Our spine is made up of 33 bones called vertebrae. The vertebrae form 3 natural curves, the cervical (neck), the thoracic (middle back) and the lumbar (lower back). There are many muscles which act on the spine to produce movement and help to maintain posture. The back also connects to the brain through nerves that run through it.
Back pain may present as muscle ache, shooting/ stabbing pain, pain that radiates down your leg, pain that worsens with bending, lifting, standing/ walking, or pain that improves with reclining.
Various causes of back pain are strained muscles or ligaments, bulging or ruptured disks, arthritis, osteoporosis or irregularities in skeletal system.
Other reasons could be adverse lifestyle, bad posture, reduced flexibility and lack of proper exercise.
Fluid retention in the body can cause the muscles to swell and press on the nerves, resulting in general muscular aches or experience sharp, localized pains and cramps.
How to manage
- In acute pain, ice is best in the first 24 to 48 hours after an injury because it reduces inflammation.
- Managing your lifestyle can mitigate a nagging pain that comes and goes.
- Exercise and follow a daily routine to improve flexibility (when the back is in good condition)

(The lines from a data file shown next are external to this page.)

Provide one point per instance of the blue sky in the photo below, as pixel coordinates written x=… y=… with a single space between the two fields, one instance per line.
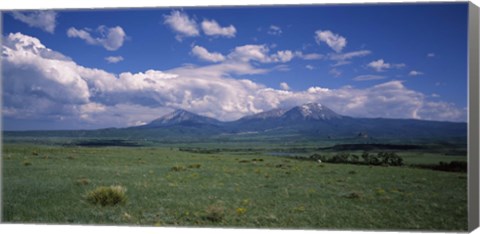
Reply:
x=70 y=69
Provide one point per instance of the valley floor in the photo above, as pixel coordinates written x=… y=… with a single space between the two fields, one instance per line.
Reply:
x=169 y=187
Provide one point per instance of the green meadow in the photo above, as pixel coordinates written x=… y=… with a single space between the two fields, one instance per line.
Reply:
x=253 y=188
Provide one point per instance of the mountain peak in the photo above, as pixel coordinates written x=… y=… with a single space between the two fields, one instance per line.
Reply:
x=311 y=111
x=181 y=116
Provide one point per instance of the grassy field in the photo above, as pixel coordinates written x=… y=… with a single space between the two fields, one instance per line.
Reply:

- Maintain good posture and stretch every 20 mins at work.
- Watch your weight.
- Quit smoking since it can be a cause of persistent back pain. Research also shows smoking can make existing back pain worse.
- You can reduce your risk of back pain with simple lifestyle changes.
- Persistent back pain could also be a sign of a more serious condition. Treatment is required when pain limits a patient’s ability to walk, sit, or stand for prolonged periods of time, or if pain is greater than a 6 (on a scale from 0 to 10). Spinal surgery is usually considered for patients with intense, unrelenting pain (10 on a scale from 0 to 10), weakness, incontinence, or structural instability.